Quand on a rencontré la violence pendant l'enfance, c'est comme une langue maternelle qu'on nous a apprise.

Marie-France Hirigoyen.

Lettre à Claude Halmos

Lettre ouverte à Claude Halmos (février 2008)

Par Olivier Maurel

Madame,

J'avoue que je suis un peu étonné de voir la grande spécialiste de l'enfance, de la famille et de la relation que vous êtes, faire l'apologie de la fessée.

Si je vous ai bien comprise, la fessée serait donc pour vous le meilleur moyen :

  • de “montrer qu'on a des limites” et de “mettre des barrières” à l'enfant ;
  • de faire appréhender à l'enfant ce qu'est un autre être humain ;
  • de montrer que l'on doit respecter l'être humain ;
  • de le “tirer du côté de l'humain” ;
  • de favoriser la construction de l'enfant ;

J'avoue que je n'aurais pas pensé que donner des coups à un être beaucoup plus faible que soi et lui enseigner en le frappant que le principe le plus basique de la morale : “Ne fais pas aux autres ce que tu ne veux pas qu'on te fasse” n'est que baliverne, pouvait avoir tant de résultats positifs pour “l'être humain” ! Heureusement que vous êtes là pour nous l'apprendre !

J'aurais plutôt cru que déculotter un enfant et le frapper sur les fesses revenait non pas à lui apprendre les limites, mais à franchir violemment celle de son intimité et risquait de lui faire perdre sa capacité naturelle de réaction contre quiconque toucherait cette partie de son corps dans un autre but que celui de le “tirer vers l'humain”. Mais je dois me tromper.
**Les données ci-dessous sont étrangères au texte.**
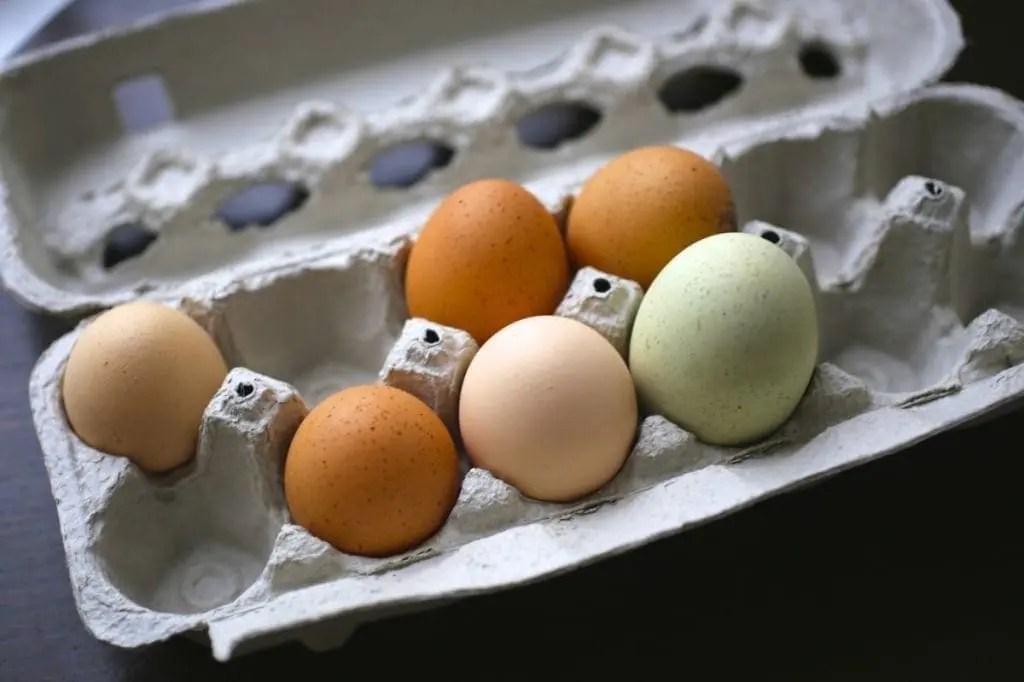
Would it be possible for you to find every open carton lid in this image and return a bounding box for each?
[0,0,963,314]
J'aurais plutôt cru que pour apprendre à un enfant ce qu'est un autre être humain, il fallait se conduire avec lui avec affection et respect et qu'il existe d'autres moyens d'être ferme que de cogner sur ses fesses. Mais si vous dites le contraire, c'est que je dois me tromper.
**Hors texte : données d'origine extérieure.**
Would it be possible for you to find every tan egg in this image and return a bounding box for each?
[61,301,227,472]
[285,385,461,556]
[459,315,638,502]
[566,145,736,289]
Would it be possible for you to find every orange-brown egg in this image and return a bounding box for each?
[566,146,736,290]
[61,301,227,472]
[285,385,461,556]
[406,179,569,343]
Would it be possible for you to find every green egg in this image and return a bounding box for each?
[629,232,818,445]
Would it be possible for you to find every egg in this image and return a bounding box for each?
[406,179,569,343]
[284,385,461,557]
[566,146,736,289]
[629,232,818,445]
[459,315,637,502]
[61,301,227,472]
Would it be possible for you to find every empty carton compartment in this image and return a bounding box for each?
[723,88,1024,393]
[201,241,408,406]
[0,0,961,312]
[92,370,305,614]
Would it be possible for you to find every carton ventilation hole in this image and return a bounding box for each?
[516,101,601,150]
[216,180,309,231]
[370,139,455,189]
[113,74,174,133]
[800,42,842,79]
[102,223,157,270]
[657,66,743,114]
J'aurais plutôt cru que le rôle d'une spécialiste de la relation comme vous est d'aider les parents à trouver d'autres moyens que les torgnoles (parce que quand les fessées sont recommandées, pourquoi pas les torgnoles ?) pour éduquer leurs enfants. Là encore, je dois me tromper.

J'aurais plutôt cru que pour apprendre aux enfants à “respecter l'être humain”, il fallait commencer par les respecter eux-mêmes. Nouvelle erreur !

J'aurais plutôt cru que pour “favoriser la construction de l'enfant”, comme pour n'importe quelle construction d'un édifice fragile, il fallait éviter de cogner sur lui. Quelle naïveté !

J'aurais plutôt cru que dans un pays où un grand nombre d'enfants meurent encore de maltraitance, il valait mieux éviter d'encourager les parents à recourir à la violence. Autre naïveté !

J'aurais plutôt cru que, dans un monde où, dans beaucoup de pays, le moyen d'éducation normal est encore la bastonnade, et où la plupart des parents trouvent, comme vous le pensez vous-même, que frapper un enfant est un moyen indispensable pour l'éduquer, il valait mieux soutenir les efforts du Comité des droits de l'enfant, de toutes les institutions internationales et du Conseil de l'Europe pour interdire cette méthode d'éducation que vous jugez si humanisante. Mais c'est sûrement vous qui, avec votre savoir psychanalytique, avez raison !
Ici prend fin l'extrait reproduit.